It is in our very nature to ‘follow the crowd’, to do what ‘everyone else is doing’, to be how others want us to be. As a young person trying to establish your own identity there are so many barriers to actually being ‘Yourself’. The volume of things that can get in your way… your parents or family, your culture, your religion, your friends and peers, your work, your play and even yourself. These are tricky times. Being a young LGBTQ person is a hugely challenging time but a time to recognise that being yourself and unique is a positive thing.

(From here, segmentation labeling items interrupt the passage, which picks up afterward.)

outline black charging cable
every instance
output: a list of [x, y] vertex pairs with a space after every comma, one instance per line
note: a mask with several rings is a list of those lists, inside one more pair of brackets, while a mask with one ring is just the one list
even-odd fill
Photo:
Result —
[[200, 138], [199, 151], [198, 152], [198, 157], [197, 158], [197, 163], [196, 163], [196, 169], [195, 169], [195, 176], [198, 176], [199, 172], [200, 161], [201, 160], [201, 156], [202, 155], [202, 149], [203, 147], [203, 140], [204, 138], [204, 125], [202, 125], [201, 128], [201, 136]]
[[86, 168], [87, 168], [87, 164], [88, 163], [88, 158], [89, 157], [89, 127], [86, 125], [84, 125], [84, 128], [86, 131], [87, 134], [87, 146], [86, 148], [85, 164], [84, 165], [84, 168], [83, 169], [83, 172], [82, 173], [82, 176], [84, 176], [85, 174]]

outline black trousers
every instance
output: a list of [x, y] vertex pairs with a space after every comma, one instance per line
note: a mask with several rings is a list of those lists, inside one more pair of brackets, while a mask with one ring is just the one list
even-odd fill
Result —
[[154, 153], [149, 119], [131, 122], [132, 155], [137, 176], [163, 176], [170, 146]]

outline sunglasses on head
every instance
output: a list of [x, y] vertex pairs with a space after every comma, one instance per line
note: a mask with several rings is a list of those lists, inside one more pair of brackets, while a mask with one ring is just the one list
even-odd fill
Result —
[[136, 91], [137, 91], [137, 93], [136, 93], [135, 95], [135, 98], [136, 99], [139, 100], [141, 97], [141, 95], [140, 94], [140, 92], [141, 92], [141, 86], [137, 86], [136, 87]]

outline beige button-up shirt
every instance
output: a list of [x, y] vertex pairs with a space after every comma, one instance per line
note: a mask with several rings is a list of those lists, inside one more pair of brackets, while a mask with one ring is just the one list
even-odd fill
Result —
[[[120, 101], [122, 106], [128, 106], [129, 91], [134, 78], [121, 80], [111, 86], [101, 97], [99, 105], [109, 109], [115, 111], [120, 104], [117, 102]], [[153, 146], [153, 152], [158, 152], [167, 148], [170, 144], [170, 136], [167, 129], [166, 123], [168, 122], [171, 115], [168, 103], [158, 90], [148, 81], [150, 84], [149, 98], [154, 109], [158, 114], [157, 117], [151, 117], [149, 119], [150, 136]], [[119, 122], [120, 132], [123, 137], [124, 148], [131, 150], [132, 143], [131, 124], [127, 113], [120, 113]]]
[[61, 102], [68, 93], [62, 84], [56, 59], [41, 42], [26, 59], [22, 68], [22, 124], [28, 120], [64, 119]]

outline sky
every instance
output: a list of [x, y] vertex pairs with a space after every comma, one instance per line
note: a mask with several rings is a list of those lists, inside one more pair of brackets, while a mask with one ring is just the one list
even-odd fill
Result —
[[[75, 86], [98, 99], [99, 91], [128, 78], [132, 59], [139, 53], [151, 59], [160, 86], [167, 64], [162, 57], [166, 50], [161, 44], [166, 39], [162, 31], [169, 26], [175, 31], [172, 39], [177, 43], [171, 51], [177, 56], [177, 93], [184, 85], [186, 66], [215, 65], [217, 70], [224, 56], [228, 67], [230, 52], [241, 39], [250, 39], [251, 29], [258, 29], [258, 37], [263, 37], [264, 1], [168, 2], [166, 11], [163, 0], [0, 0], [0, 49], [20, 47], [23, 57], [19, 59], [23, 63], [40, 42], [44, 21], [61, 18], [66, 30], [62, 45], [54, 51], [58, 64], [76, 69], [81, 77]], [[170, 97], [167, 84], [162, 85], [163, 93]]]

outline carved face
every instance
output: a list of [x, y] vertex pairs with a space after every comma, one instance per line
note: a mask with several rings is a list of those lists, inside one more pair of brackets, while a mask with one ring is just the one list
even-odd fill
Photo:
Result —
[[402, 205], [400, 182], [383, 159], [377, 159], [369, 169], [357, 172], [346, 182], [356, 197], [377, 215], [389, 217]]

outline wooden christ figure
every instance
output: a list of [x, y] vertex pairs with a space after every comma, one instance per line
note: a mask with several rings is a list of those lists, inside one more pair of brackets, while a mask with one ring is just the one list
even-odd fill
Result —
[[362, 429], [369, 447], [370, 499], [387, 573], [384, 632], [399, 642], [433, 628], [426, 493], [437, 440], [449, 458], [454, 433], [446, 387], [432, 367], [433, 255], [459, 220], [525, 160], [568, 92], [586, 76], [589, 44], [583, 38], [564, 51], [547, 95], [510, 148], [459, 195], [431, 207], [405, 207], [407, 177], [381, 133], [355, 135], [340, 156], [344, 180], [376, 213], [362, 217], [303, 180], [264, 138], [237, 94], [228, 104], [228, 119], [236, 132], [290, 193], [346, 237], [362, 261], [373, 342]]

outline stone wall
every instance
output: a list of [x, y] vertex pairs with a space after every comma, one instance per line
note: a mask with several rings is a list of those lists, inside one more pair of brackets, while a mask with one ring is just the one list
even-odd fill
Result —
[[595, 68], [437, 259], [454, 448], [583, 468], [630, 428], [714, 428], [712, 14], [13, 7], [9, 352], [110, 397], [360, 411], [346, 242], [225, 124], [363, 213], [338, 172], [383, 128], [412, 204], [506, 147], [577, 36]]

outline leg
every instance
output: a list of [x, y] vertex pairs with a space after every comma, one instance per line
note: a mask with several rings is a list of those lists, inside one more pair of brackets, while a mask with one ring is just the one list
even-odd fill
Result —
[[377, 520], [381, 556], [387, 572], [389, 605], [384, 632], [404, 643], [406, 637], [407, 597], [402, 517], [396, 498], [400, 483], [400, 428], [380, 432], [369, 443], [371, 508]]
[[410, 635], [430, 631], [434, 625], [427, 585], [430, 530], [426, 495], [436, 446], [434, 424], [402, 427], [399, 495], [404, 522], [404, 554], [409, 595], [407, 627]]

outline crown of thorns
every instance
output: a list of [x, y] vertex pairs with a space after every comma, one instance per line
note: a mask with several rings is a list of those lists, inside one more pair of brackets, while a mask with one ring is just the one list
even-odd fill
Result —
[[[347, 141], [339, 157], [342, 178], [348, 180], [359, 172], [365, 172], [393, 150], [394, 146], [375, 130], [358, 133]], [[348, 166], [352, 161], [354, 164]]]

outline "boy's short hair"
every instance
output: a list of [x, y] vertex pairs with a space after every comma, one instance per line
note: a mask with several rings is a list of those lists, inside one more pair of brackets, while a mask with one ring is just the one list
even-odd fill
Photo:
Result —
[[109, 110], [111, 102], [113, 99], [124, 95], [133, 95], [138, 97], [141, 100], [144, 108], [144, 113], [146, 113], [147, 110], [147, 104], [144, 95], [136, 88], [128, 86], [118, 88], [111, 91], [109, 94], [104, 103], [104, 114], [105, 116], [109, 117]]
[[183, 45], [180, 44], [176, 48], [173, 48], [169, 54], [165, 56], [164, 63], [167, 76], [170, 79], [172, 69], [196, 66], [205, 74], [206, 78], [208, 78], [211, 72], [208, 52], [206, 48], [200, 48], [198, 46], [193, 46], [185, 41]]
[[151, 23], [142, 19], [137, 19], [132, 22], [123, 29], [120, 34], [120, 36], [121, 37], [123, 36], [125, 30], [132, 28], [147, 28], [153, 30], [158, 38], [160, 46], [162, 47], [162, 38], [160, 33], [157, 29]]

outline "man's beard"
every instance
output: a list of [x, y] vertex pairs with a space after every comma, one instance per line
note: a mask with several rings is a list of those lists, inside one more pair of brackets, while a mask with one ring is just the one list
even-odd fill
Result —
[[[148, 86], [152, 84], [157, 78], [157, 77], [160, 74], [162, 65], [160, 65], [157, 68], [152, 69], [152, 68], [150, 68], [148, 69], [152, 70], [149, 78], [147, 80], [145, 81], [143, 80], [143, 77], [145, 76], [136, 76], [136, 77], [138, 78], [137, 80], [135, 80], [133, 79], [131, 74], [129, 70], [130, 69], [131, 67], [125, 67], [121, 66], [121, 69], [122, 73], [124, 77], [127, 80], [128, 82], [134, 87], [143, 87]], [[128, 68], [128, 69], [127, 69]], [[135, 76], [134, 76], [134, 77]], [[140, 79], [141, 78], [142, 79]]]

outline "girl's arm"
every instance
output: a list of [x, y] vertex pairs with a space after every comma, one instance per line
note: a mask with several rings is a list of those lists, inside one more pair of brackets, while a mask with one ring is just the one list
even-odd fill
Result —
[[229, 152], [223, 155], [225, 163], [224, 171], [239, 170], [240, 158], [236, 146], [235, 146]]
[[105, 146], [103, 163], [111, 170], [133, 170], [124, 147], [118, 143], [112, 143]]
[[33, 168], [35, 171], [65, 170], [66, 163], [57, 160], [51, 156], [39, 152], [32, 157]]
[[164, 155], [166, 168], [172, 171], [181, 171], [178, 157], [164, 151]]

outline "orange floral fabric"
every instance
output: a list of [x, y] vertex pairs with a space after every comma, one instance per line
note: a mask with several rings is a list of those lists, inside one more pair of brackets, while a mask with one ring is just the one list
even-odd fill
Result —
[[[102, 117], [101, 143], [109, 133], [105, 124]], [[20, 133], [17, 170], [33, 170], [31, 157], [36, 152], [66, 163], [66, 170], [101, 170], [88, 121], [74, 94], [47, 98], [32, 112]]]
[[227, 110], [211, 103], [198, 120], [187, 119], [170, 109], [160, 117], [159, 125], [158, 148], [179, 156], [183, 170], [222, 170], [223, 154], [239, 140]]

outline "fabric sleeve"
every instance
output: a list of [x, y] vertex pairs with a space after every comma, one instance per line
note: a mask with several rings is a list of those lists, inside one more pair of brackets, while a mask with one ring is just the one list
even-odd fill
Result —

I remember very clearly ‘The FEAR’. The fear of being noticed for being different, the fear of disappointing those around me, the fear of not being accepted and mostly the fear of the unknown. These feeling and barrier are all very real. Don’t get me wrong, some of them are very serious. These fears can drive us to think awful things and sometimes do stupid things, to hate ourselves and to deny who we are. Often feeding the feeling of fear can be unanswered questions and the ‘Why?’. Why am I different to everyone else? Why do my friends have it easier than me? Why do all my mates seem happy and together when I am a mess? I’ve been asked these questions by young LGBTQ people many times, but the answers are not simple. In truth your friends are probably not all happy, nothing is perfect and each and every one if us have stresses and challenges that others may not notice or see. What you must try to realise is that the things that you fear most are probably not there. What you imagine in your head is often far worse than reality. Taking that step forward towards being yourself can be a very rewarding, very empowering experience. Once you accept yourself, your differences, things become a lot easier.
Your friends and peers can often be your biggest challenges. Who knows how your friend is going to react if and when they find out you are LGBTQ. Will they still want to be your friend, how will their parents behave around you? Will your best friend think that you fancy them? Maybe you feel like people are talking about you, to be fair, some of them probably are… But if you have true friends they will stick by you and stick up for you. It’s in these times that you work out who is important to you and who was not your real friend to begin with. This can be difficult as change is not easy and it can be disappointing to find out that someone you care about doesn’t accept you. If you want small minded individuals to stop talking about you then you must not react, don’t listen and certainly don’t apologise for who you are.
Your parents and your friends parents/families are a protective bunch! Try to remember that a lot of the older generation may not have the same views, experiences or levels of acceptance as you. Unfortunately this can sometimes put pressure on a young LGBTQ person as you have to try to behave a certain way around some adults. If you are in someone else’s house, for example, then of course the rules of the house stand. If you find yourself in an environment where you feel you are not equal or accepted then I would suggest that you don’t go there. If it’s your own family that may have a problem with your sexuality or identity then remember you should only Come Out if it is safe to do so.
It is ok for you to be different, your individuality is what makes you shine! Surround yourself with friends who love and support you, manage your ‘outer gay’ if and when you need to but aside from that just try and be yourself. Being the same as your peers/friends is fine if that’s what is YOU but don’t spend your days trying to please others. Get to know the real you, face your fears and look for advice, support, fun and enjoyment in places where you are treated equally. You are not alone, there is always someone to turn to who can help you along your journey.